Getting Back Up a Hill

driving-on-snow

Last week, on a snowy day in Peacham, I went out for a drive. The purpose of the drive was to find a friend’s house, stop by and say hello. I got a bit lost and took it as an opportunity to explore some the back roads that I still don’t quite know very well.

It started out as a beautiful drive. Snowy dirty roads and pristine empty fields whitened as flakes danced across the horizon. All of the houses looked warm and cozy with plumes of smoke billowing from their chimneys. Really bucolic stuff.

At some point, while on Green Bay Loop, I took a turn that started to lead me down a hill—a very steep and unplowed hill that was coated in a solid sub-layer sheet of ice. The rented Kia Sportage I was driving couldn’t handle it at all. I tried to creep down the hill as slowly as possible, but I would fish tail every ten feet or so.

Even if I wanted to turn back and go the way I came, I couldn’t. There was no way that I could possibly get up the hill. I was having enough trouble as it was getting down the hill. The only option was to slowly slide down the hill and avoid hitting a tree or careening into the stream that ran alongside the road. I stopped the car for a moment to confirm that I had the proper insurance coverage for however this little adventure would end.

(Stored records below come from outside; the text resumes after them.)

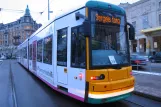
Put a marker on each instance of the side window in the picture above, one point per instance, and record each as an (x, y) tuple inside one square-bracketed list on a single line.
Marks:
[(62, 47), (77, 47), (47, 50), (39, 50), (30, 52), (25, 52)]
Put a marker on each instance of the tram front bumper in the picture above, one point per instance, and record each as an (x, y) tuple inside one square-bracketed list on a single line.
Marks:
[(102, 97)]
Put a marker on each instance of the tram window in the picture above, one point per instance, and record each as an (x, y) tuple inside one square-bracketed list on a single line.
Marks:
[(25, 52), (62, 47), (78, 47), (39, 51), (47, 50), (30, 52)]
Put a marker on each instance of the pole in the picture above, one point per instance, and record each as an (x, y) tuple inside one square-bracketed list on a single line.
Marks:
[(48, 11)]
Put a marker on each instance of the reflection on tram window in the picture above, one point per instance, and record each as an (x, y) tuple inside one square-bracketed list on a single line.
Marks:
[(25, 52), (47, 50), (30, 52), (62, 47), (78, 48)]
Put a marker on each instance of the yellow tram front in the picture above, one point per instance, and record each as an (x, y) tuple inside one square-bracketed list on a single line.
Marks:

After roughly a mile of wiggling down the hill, I encountered a massive skid loader blocking the road. Massive metal chains were wrapped around the machine’s adult person-sized tires. A beat up pick up Dodge Ram with a “Make America Great Again” bumper sticker sat parked next to it. I slithered to a stop. I got out of the car. A man in his 40s wearing a beige Carhartt jumpsuit got out of the skid loader. An older man with a cane got out of the pickup truck.

“Am I blocking your way?” asked the man in the jumpsuit. He had the thickest Vermont accent I have ever heard.

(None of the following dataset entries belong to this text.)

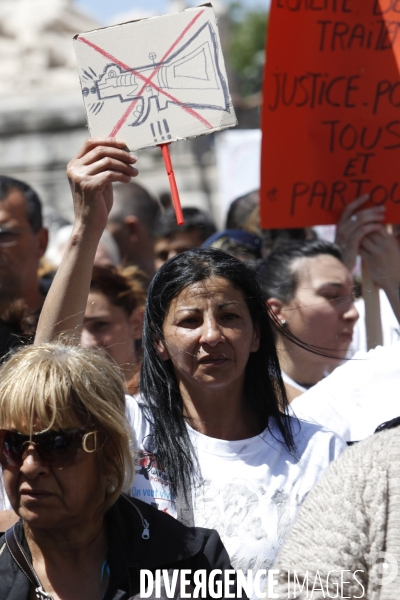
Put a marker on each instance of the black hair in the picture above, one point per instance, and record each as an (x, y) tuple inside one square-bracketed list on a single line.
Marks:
[(276, 275), (240, 210), (33, 203), (264, 393), (195, 219), (133, 199)]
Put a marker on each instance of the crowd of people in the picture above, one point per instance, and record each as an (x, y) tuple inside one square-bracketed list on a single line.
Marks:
[(173, 397)]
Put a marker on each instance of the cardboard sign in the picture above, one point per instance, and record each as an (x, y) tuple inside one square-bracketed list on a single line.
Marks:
[(331, 112), (155, 80)]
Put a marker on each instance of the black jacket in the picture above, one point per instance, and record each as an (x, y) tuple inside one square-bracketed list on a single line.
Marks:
[(170, 545)]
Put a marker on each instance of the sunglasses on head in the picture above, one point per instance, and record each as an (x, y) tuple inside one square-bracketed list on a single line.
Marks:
[(61, 448)]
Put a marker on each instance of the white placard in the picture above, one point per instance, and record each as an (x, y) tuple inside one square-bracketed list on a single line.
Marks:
[(155, 80)]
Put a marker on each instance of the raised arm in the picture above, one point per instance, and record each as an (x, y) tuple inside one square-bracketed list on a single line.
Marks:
[(381, 252), (91, 173)]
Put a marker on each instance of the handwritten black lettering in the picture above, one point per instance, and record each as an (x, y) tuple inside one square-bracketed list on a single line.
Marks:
[(347, 136), (388, 90), (316, 5), (340, 35), (312, 89), (357, 163), (327, 195), (382, 7)]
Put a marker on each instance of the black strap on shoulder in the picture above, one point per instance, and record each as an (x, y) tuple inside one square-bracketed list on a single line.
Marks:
[(184, 508), (19, 556)]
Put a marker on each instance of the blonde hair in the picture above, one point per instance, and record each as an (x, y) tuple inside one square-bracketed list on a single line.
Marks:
[(59, 384)]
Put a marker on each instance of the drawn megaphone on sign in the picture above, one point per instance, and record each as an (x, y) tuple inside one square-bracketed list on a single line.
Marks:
[(178, 80)]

“Uh, I think I’m a little lost,” I said. “Does this road lead back to one of the main town roads?”

The old man laughed.

“You don’t want to keep going this way. You’re on a snowmobile trail,” chuckled Jumpsuit. “It just gets worse from here.”

Defeated, I asked, “My only way back is up the hill, huh?”

“You’ll never make it up the hill in that thing with those tires,” declared the old man, his accent surpassing Jumpsuit’s accent for the title of Thickest Vermont Accent Ever.

“I’ll tell you what I’ll do,” offered Jumpsuit. “I’ll drive up the hill in the skid loader. Between my weight and the chains on the tires, it should be enough to break up the ice. You can follow me up. Just make sure you really gun it when you drive up. If you’re not going fast enough, you’ll just slide back down.”

I was shocked. Here this guy is in working during snowstorm, encountering an absolute fool, and he is offering help.

“Thank you. I would really appreciate that,” I said.

Jumpsuit got in the skid loader and turned it around. I got back in my car and turned it around. The old man stood on the side of the road.

“Wait for him to get up the hill before you go,” said the old man.

“Ready?” asked Jumpsuit.

“Yeah. By the way, I’m Morgan. I never caught your name,” I said.

“I’m Steve and that’s my dad,” he chirped.

And with that, the skid loader rumbled up the side of the hill. I could hear the ice crack as its massive tires turned. After about five minutes the skid loader was mostly up the hill and out of sight. Steve’s dad motioned for me to go.

I pushed my foot on the gas pedal and released the break. As I started to gain speed, I floored it. With the ice now broken I was able to accelerate and was moving about 40 mph up the hill. The further up the hill I went, the more the car seemed to struggle getting up the hill.

As I got to the top of the hill, I saw Steve standing next to his skid loader. He waived. I slowed the car and waived back. He then waived more furiously, like a third base coach trying to get a runner home. I took it as a sign that I shouldn’t stop to thank him again and that I should keep going.

I drove off. Hopefully I’ll cross paths with Steve again someday.